Question

My ChIP-seq mapped reads are not evenly distributed in R1 and R2 fastq file

0

Entering edit mode

4 hours ago

Pallondyle • 0

I'm currently working on ChIP-seq analysis. Following the standard ChIP-seq analysis pipeline, I have generated a nice-looking bigWig peak track. However, when I check the sequences corresponding to these peaks, I find that the reads are only present in the R1.fastq file but not in R2.fastq. As far as I understand, sequencing adapters are randomly ligated to both ends of the ChIP fragments, so the sequences should theoretically be represented in both R1 and R2 fastq files.
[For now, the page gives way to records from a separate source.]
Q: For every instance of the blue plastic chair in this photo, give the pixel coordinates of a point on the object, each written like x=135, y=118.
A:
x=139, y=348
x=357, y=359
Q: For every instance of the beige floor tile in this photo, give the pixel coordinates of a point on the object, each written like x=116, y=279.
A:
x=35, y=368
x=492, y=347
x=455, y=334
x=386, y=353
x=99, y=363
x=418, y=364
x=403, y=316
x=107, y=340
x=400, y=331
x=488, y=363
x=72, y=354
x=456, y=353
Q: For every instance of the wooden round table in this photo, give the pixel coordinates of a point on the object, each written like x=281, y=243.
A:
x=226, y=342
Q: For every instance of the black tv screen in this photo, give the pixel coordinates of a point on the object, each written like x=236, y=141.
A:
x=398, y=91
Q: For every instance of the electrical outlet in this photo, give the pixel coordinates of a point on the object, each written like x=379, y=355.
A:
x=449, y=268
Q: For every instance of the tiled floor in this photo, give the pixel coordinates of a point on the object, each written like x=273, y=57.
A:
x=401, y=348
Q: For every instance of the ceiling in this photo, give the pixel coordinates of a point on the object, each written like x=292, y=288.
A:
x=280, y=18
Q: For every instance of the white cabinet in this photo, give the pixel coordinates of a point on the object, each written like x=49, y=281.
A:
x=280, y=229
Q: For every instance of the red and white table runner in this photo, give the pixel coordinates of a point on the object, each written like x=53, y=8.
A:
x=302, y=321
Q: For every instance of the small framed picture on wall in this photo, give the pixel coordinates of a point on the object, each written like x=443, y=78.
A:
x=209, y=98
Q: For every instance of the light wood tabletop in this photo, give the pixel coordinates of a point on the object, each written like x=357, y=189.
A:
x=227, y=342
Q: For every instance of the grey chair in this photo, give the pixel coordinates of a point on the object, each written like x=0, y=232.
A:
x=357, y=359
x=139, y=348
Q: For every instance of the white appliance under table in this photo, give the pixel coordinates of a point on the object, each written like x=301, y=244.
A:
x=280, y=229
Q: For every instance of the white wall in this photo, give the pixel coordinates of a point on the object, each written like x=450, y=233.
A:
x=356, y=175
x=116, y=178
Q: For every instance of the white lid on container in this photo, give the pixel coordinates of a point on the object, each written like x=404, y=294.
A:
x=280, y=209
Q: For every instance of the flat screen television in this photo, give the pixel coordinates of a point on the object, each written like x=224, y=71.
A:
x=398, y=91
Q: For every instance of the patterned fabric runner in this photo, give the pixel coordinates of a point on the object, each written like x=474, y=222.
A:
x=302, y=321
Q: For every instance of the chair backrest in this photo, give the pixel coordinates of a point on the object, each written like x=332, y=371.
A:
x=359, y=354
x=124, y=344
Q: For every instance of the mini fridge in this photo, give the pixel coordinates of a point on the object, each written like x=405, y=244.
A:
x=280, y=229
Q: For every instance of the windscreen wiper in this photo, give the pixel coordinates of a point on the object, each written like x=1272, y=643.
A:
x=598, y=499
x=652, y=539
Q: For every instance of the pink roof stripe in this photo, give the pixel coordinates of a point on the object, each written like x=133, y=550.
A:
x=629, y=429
What could be the possible reason for the phenomenon I observed?

ChIP-seq • 112 views

ADD COMMENT • link updated 59 minutes ago by Ian 6.1k • written 4 hours ago by Pallondyle • 0

0

Entering edit mode

My grep results: The forward sequence and reverse sequence:

sgRNA1-chip_R1.fq.gz forward:3 reverse:295263 total:295266
sgRNA1-chip_R2.fq.gz forward:253908 reverse:3 total:253911

ADD REPLY • link 4 hours ago by Pallondyle • 0

0

Entering edit mode

I'm performing ChIP-seq for a variant of SpCas9.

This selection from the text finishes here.